Damaris looked at the child’s bright face.

“I’d like to,” she said, and her face was illuminated suddenly. It was as though life had returned to it.

Clarissa then began to recite the items of the hamper and Damaris listened as though she was relating the most exciting adventure.

“You’re my aunt,” she said suddenly.

“Yes, I know,” said Damaris.

“It’s because you’re my mother’s sister. Can I come up on your couch?”

She climbed up and lay stretched out beside Damaris. She kept laughing as though it was a great joke.

“Are you ill?” asked Clarissa.

“In a way,” said Damaris. “Some days I have to rest.”

“Why …?”

Somehow they had managed to exclude me. They had formed an instant friendship. I remembered how Damaris used to be with all stray cats and dogs and birds with broken wings. It seemed she was the same with children.

I was glad. Clarissa had saved me from an awkward situation. We had come through the first vital moments. I knew now that we were going to behave as though she had never come to Enderby Hall and seen me there with Matt Pilkington.

I was immensely relieved. I was sure she was hating me, but being Damaris, brought up to a strict code of behaviour which insisted that good manners were paramount and must never be forgotten even in the most trying moments, we should behave as though our relationship was a normal one and had not changed in the least.

Clarissa and she had struck up a very firm friendship and the child would spend hours in Damaris’s room. Damaris read to her and told her stories and sometimes they just talked.

“I am so pleased,” said my mother, “that Clarissa is fond of Damaris. It is so good for Damaris to have her here. I am sure she has changed since she came.”

I wanted to talk to my mother about Damaris. She was very much on my conscience.

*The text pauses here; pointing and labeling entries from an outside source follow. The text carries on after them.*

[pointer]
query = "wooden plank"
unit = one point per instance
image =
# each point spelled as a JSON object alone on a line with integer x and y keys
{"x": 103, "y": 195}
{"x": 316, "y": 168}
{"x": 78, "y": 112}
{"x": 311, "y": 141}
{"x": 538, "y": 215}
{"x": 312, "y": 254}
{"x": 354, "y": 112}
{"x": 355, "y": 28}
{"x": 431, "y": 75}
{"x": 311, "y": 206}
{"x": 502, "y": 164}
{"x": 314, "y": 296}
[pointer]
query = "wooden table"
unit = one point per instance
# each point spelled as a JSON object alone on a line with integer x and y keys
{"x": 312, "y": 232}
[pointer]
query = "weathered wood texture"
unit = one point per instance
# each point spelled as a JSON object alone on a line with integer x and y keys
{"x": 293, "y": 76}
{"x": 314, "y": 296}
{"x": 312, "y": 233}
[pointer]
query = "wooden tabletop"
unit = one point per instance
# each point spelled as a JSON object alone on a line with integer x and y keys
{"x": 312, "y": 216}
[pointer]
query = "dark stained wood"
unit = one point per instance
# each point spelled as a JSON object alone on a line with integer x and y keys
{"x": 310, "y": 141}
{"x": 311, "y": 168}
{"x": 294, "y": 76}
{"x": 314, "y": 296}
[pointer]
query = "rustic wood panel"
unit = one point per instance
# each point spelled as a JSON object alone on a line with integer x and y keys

“What is wrong with Damaris?” I asked.

“We’ve had several doctors … Your father even had one of the court physicians here. It started with a fever which was brought about by her being out all night in that fearful rain, lying there on that sodden ground in her wet clothes. All those hours she was there.”

“Does she say … why she went into those woods while the storm was on …?”

My mother was silent and my heart started to hammer against my side.

I stammered: “She left Tomtit … That was not like her. You know how she always felt about horses and dogs. She always thought of them first.”

“She had not been well for some days …” My mother frowned. “I suppose this fever suddenly overcame her and she wasn’t sure where she was … Then she went into the wood and collapsed, I suppose. Whatever it was … it happened and it has left her with this … I don’t know what.”

“Is she in pain?”

“Not so much now. But sometimes she finds it difficult to walk. She must rest. The doctors all say that. We are with her a great deal. Leigh plays chess with her and reads to her. She loves to be read to. I sit with her; we sew a little together. She seems happiest with us … and now Clarissa has come there is a change in her. Your little girl is doing Damaris a great deal of good. What a darling she is. Benjie must be proud of her.”

Sometimes the secrets in my life weighed me down.

I said: “What about … the Pilkingtons?”

A look of scorn came into my mother’s eyes.

“Oh, they’ve gone … completely.”

“It’s odd …” I began.

“Elizabeth Pilkington found the country too dull apparently.”

“And … the son …? Wasn’t he interested in Damaris?”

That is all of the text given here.